An indictment unsealed yesterday said Walter Kendall Myers worked his way into higher and higher US security clearances while partnering with his wife, Gwendolyn Steingraber Myers, as clandestine agents so valued by the Cuban government that they once had a private four-hour meeting with President Fidel Castro.
State Department spokesman Philip Crowley said that the arrest culminated a three-year investigation and that Secretary of State Hillary Rodham Clinton has ordered a "comprehensive damage assessment" to determine what information may have passed to the Cubans.
The Myerses' arrest could affect congressional support for easing tensions with Cuba dating to the Cold War. Two months ago, the Obama administration took steps to relax a trade embargo imposed on the island nation in 1962.
David Kris, assistant attorney general for national security, described the couple's alleged spying for the communist government as "incredibly serious."
Court documents indicate the couple received little money for their efforts, but instead professed a deep love for Cuba, Castro, and the country's system of government.
The documents describe the couple's spying methods changing with the times, beginning with old-fashioned tools of Cold War spying: Morse code messages over a short-wave radio and notes taken on water-soluble paper. By the time they retired from the work in 2007, they were reportedly sending encrypted e-mails from Internet cafes.
The criminal complaint says changing technology also persuaded Gwendolyn Myers to abandon what she considered an easy way of passing information, by changing shopping carts in a grocery store. The document quoted her as saying she "wouldn't do it now. Now they have cameras, but they didn't then."
Authorities say her comments came during a series of meetings with an undercover FBI agent posing as a Cuban spy in April. The Myerses fell for the ruse, authorities say, sharing with the agent their views of Obama administration officials that had recently taken over responsibility for Latin American policy and accepting a device to encrypt future e-mail.
The couple, who live in an apartment building in northwest Washington, were arrested Thursday and pleaded not guilty yesterday in US District Court. They were ordered held in jail until a detention hearing scheduled for Wednesday. A call to their home telephone was not answered. Their lawyer, Thomas Green, declined to comment.
The two were charged with conspiracy to act as illegal agents of the Cuban government and to communicate classified information to the Cuban government. Each is also charged with acting as an illegal agent of the Cuban government and with wire fraud.

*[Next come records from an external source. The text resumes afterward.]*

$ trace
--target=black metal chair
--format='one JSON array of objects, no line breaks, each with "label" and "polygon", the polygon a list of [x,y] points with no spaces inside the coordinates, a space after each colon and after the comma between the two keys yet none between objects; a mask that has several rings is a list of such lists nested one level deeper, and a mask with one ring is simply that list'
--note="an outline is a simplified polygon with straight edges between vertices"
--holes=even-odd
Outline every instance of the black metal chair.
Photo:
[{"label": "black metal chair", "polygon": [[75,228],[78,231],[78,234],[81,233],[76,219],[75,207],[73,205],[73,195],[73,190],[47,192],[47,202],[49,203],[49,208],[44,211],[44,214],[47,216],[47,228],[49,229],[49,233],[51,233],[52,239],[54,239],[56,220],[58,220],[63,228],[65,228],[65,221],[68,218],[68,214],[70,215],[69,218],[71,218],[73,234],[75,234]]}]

Kendall Myers, 72, was known by the Cubans as Agent 202 and his 71-year-old wife went by both Agent 123 and Agent E-634, according to the indictment.

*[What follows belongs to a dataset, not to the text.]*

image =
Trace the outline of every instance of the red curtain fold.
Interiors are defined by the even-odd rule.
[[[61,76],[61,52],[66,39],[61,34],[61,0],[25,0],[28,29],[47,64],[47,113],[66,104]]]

The indictment says Kendall Myers disclosed to the State Department that he traveled to Cuba for two weeks in 1978, saying the trip was for personal and academic purposes. The next year, a Cuban government official visited the couple while they were living in South Dakota and recruited them to be spies, the indictment says.
He applied for a position at the CIA in 1981. He didn't get it but later was able to get work at the State Department, where his security clearance rose over the next two decades.

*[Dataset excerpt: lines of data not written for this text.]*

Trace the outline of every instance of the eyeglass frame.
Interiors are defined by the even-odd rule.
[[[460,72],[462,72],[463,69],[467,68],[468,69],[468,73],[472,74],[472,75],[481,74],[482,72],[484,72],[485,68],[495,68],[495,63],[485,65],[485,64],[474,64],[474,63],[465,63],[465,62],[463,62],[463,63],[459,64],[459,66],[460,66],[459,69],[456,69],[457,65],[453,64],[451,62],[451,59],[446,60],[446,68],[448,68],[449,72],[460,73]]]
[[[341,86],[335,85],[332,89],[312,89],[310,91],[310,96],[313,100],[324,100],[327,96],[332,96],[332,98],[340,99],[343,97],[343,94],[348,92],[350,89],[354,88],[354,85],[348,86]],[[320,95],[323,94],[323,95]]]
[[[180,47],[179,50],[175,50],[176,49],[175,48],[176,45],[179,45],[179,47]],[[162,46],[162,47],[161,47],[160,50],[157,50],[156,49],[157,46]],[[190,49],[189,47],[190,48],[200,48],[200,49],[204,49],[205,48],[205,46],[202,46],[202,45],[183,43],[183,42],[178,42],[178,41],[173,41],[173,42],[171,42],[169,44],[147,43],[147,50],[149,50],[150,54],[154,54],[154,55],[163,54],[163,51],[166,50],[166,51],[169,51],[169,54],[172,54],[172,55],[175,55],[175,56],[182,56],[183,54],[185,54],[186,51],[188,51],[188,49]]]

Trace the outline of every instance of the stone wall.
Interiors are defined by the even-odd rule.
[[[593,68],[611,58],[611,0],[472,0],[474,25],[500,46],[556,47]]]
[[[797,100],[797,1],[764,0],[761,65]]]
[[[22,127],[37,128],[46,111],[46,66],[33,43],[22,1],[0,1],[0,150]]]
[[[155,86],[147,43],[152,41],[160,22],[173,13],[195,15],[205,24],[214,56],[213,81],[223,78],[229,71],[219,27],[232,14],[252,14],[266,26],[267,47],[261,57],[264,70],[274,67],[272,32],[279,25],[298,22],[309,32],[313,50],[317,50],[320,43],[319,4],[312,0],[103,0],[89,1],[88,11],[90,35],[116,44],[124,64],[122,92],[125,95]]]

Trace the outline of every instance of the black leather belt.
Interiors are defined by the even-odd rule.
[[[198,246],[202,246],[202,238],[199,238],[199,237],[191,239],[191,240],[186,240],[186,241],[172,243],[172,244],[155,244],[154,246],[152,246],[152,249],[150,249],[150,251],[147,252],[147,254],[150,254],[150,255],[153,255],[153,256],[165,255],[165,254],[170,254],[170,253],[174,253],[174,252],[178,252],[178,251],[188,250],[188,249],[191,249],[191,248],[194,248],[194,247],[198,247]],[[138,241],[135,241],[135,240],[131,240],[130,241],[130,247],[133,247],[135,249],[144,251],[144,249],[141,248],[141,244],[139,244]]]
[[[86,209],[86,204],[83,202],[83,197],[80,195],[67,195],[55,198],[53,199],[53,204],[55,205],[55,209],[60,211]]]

Kendall Myers first worked as a lecturer at the Foreign Service Institute and later as a European analyst in the department's intelligence arm, the Bureau of Intelligence and Research, from 2000 until his retirement in October 2007.
The position gave him access to extremely sensitive documents, analyses, and policy papers from a variety of government agencies. The indictment says in his last year of employment, Kendall Myers viewed more than 200 intelligence reports related to Cuba.
During his time at the intelligence bureau, officials there were dealing with the aftermath of the Sept. 11, 2001, terrorist attacks and response as well assessments in the run-up to the Iraq war.
Court documents say among the information they passed was economic intelligence, which the former intelligence official said makes up much of what information Cuba is interested in from the United States.